Top reasons why multibagger Adani Enterprises should be on your watchlist!
Adani Enterprises has proven to be a multi-bagger with its share price jumping from Rs 129 per share in April 2020 to Rs 2,364 per share currently.
The shares of Adani Enterprises closed higher by more than 3 per cent on Monday even as the overall markets showed weakness. The shares of Adani Group showed momentum on July 11 thereby, outperforming the markets even as the shares of Adani Enterprises inched closer to its all-time high level of Rs 2,420 per share. Analysts expect decent revenue as well as net profit growth for Adani Enterprises, owing to its various strategic advantages.

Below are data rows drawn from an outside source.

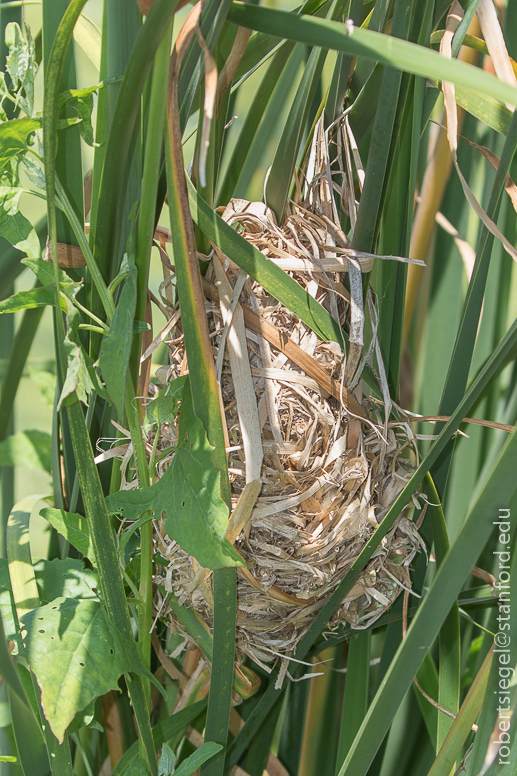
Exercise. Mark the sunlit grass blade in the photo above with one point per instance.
(495, 493)
(381, 48)
(462, 725)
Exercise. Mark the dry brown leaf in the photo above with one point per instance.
(232, 62)
(491, 29)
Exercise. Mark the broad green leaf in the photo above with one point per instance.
(34, 172)
(65, 578)
(116, 346)
(167, 761)
(88, 37)
(81, 101)
(14, 227)
(192, 763)
(56, 578)
(83, 719)
(27, 448)
(189, 494)
(46, 382)
(77, 655)
(164, 407)
(74, 528)
(26, 300)
(21, 64)
(15, 138)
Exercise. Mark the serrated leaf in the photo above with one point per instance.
(74, 528)
(27, 448)
(26, 300)
(65, 578)
(76, 655)
(18, 231)
(192, 763)
(167, 761)
(83, 719)
(14, 227)
(116, 346)
(14, 138)
(189, 494)
(164, 407)
(46, 382)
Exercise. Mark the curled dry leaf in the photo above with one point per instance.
(311, 479)
(453, 20)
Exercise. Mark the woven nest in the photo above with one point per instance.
(313, 466)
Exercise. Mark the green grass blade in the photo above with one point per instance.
(221, 677)
(381, 48)
(461, 358)
(164, 731)
(280, 177)
(495, 493)
(355, 699)
(462, 725)
(265, 272)
(492, 365)
(251, 123)
(68, 158)
(116, 170)
(449, 678)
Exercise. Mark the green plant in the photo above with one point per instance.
(361, 78)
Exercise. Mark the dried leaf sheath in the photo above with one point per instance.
(310, 482)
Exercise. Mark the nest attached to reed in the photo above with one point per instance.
(313, 466)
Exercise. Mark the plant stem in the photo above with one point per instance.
(152, 164)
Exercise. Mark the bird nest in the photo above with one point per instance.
(314, 466)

- Adani Airports has clear revenue visibility for the coming decades and is seen as a key growth driver for the company.
- The company’s foray into the green hydrogen space is the next big growth trigger for the company. This foray is also expected to put the group on the global landscape.
- Defence sector initiatives by Adani Enterprises vertical to manufacture UAVs, drones & aircraft parts as well as small arms can provide significant upside potential in coming years.

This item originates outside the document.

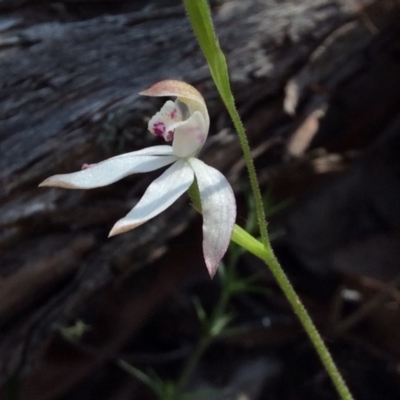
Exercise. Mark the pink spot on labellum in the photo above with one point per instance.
(86, 166)
(170, 135)
(159, 128)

The company is known for its capital adequacy (strength) and astute cash flow management. On July 14, the company will turn ex-dividend.

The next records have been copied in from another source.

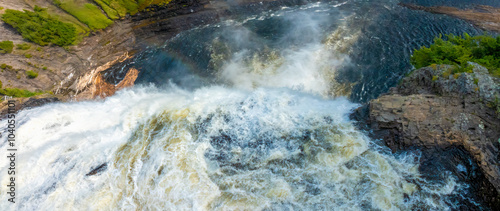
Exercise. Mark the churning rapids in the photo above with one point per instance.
(259, 121)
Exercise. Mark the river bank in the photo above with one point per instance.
(453, 121)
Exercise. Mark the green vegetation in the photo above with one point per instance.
(31, 74)
(24, 46)
(87, 13)
(458, 50)
(39, 27)
(6, 46)
(15, 92)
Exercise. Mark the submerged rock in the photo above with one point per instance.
(435, 112)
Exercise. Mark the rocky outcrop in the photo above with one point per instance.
(435, 111)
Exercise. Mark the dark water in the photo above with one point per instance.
(379, 57)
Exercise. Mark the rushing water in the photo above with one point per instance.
(246, 114)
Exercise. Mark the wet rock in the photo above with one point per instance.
(25, 103)
(435, 112)
(482, 16)
(98, 169)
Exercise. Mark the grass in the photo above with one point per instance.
(24, 46)
(15, 92)
(458, 50)
(31, 74)
(40, 27)
(6, 46)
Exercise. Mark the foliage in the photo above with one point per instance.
(31, 74)
(6, 46)
(87, 13)
(39, 27)
(124, 7)
(458, 50)
(15, 92)
(24, 46)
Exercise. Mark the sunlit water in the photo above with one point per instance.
(249, 116)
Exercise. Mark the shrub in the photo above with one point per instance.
(31, 74)
(24, 46)
(458, 50)
(39, 27)
(15, 92)
(6, 46)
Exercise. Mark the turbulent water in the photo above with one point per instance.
(246, 114)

The shares of Adani Enterprises saw a price volume breakout on July 11. Adani Enterprises has proven to be a multibagger with its share price jumping from Rs 129 per share in April 2020 to Rs 2,364 per share currently; thus, reflecting gains of approximately 1,747 per cent in just over two-year and three-month time periods.
Long-term investors should keep Adani Enterprises on their watchlist for the coming trading sessions.